The Australian arm of global beer giant Heineken has suffered a drop in sales as more trendy inner-city types with beards spurn the local brew because it is made at Lion's commercial brewery in Sydney, and not imported like many other premium beer rivals, Brisbane Times reported on March 6.

Heineken's joint venture with food and beverages group Lion squeezed out a tiny increase in profit last year, even though sales went backwards by 9.2 per cent to A$65.8 million.

The joint venture brews Heineken under a licence for the Australian market at Lion's Lidcombe brewery in western Sydney.

The fact Heineken is brewed in Australia for the local market rather than being an "imported" beer seems to matter to discerning customers.

Pablo Theodoros, manager at East End Cellars in the trendy East End of Adelaide's CBD, says sales of Heineken and other more mainstream premium beers have fallen away and there are regular instances where customers will ask specifically if it is the imported Heineken being stocked or the one brewed in Australia.

"A lot of people do ask about that and they then tend to go for a locally brewed craft beer," he says.

Craft beer, where more than 150 micro-breweries have set up around Australia and are championed mainly by inner-city dwellers, is the fastest growing segment in the beer market, with analysts estimating it is growing at between 10 to 15 per cent a year.

The premium beer market is also still growing as a category, but mainstream beer has been in decline for the past six years. Total beer consumption in Australia has fallen to its lowest levels since World War II because of a combination of changing consumer trends, drink driving laws and excise increases.

The Heineken joint venture is now in its 11th year after being established in 2004 when the Dutch brewer partnered with what was then known as Lion Nathan to try and give the Heineken brand more momentum and to take advantage of the rising demand for premium beers in the Australian market.

Heineken Lion Australia made a net profit after tax of A$12.6 million for the 12 months ended September 30, 2014, up from A$12.2 million a year earlier according to the joint venture company's accounts which have just been lodged with the corporate regulator.

Lion, which in 2009 was taken over by Japanese conglomerate Kirin Corporation after a A$3.4 billion buyout, sells mainstream beers XXXX Gold, Tooheys and West End in its own beer business, which also includes James Boag's Premium Lager among its more upmarket, premium brands.

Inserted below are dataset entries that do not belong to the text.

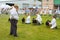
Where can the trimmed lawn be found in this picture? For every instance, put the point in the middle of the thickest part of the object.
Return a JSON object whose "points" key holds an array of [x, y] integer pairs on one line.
{"points": [[29, 31]]}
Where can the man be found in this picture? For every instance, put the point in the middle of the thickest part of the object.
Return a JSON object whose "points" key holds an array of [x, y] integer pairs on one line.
{"points": [[27, 21], [13, 20], [39, 19], [53, 23]]}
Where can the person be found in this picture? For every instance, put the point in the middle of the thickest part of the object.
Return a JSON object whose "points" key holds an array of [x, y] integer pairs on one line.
{"points": [[47, 22], [34, 21], [53, 23], [39, 19], [13, 20], [27, 21], [23, 20]]}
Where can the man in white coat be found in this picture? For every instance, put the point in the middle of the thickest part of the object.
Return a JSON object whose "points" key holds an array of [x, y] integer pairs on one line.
{"points": [[53, 23], [27, 21], [39, 19]]}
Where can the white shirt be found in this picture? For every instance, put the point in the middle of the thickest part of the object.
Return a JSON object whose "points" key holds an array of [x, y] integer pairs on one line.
{"points": [[39, 19], [13, 14], [27, 19], [53, 23]]}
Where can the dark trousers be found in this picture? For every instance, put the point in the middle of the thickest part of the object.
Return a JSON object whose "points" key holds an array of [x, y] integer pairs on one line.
{"points": [[13, 30]]}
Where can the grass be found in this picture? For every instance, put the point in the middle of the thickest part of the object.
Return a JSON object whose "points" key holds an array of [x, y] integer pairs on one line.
{"points": [[28, 31]]}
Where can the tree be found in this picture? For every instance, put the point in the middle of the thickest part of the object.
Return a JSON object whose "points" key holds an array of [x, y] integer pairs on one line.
{"points": [[39, 0]]}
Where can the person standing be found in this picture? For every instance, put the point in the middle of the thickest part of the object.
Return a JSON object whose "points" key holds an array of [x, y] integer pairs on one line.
{"points": [[14, 20], [28, 21]]}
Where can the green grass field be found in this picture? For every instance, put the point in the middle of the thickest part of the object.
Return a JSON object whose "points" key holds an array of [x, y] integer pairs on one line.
{"points": [[29, 31]]}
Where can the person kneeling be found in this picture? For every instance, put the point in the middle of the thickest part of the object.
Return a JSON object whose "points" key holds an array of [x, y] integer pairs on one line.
{"points": [[53, 23], [38, 19]]}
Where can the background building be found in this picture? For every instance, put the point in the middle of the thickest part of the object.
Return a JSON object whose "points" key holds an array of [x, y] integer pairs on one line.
{"points": [[22, 3]]}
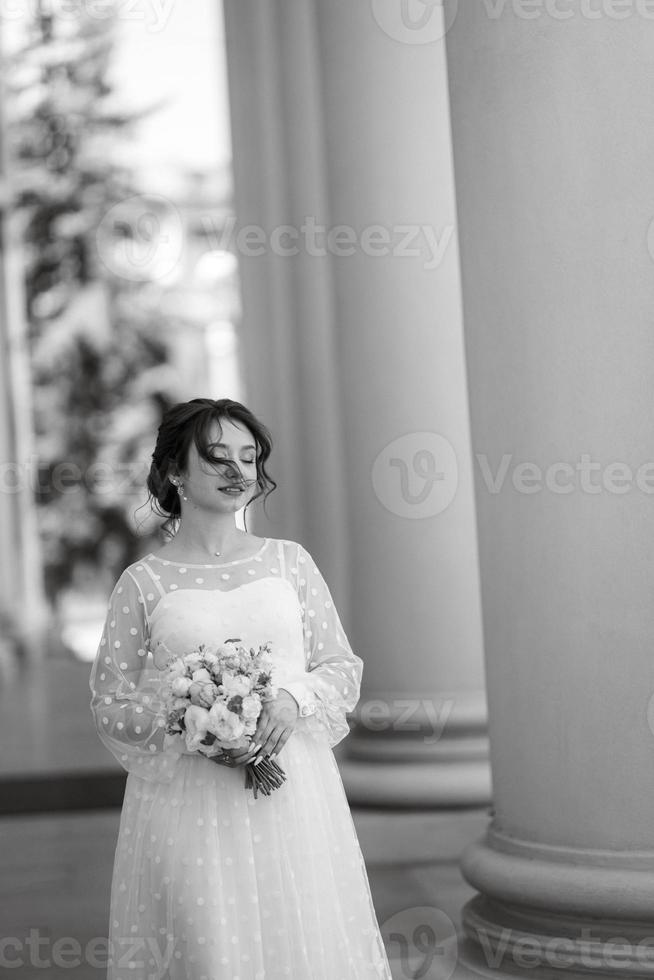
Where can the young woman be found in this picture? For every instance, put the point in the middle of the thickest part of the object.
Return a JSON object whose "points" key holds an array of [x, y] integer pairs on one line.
{"points": [[211, 882]]}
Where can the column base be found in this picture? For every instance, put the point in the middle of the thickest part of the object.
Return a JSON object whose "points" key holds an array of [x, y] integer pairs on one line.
{"points": [[549, 912]]}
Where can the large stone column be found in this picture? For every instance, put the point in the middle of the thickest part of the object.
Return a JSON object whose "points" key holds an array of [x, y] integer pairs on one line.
{"points": [[354, 354], [553, 129]]}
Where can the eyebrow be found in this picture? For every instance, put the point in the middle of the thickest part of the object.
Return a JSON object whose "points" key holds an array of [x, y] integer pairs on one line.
{"points": [[224, 445]]}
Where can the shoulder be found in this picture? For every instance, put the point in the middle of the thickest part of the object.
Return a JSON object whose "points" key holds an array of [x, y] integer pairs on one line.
{"points": [[294, 549], [132, 579]]}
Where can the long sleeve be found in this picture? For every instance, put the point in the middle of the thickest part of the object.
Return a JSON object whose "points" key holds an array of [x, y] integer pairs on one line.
{"points": [[330, 687], [125, 702]]}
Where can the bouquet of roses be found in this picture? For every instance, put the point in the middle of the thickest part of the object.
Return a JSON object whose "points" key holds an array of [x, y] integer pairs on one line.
{"points": [[213, 697]]}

The Heineken Lion entity in its annual report said sales revenue for the year ended September 30, 2014 had fallen to A$65.8 million from A$72.5 million a year earlier.

The Heineken Lion vehicle paid two dividends of 62.5¢ each in both June, 2014 and October, 2014. The European parent Heineken NV, is the world's third-largest brewer and last month foreshadowed sales and margin growth were likely to slow in 2015 across its worldwide business after a spike in 2014 partially fuelled by its World Cup soccer sponsorship.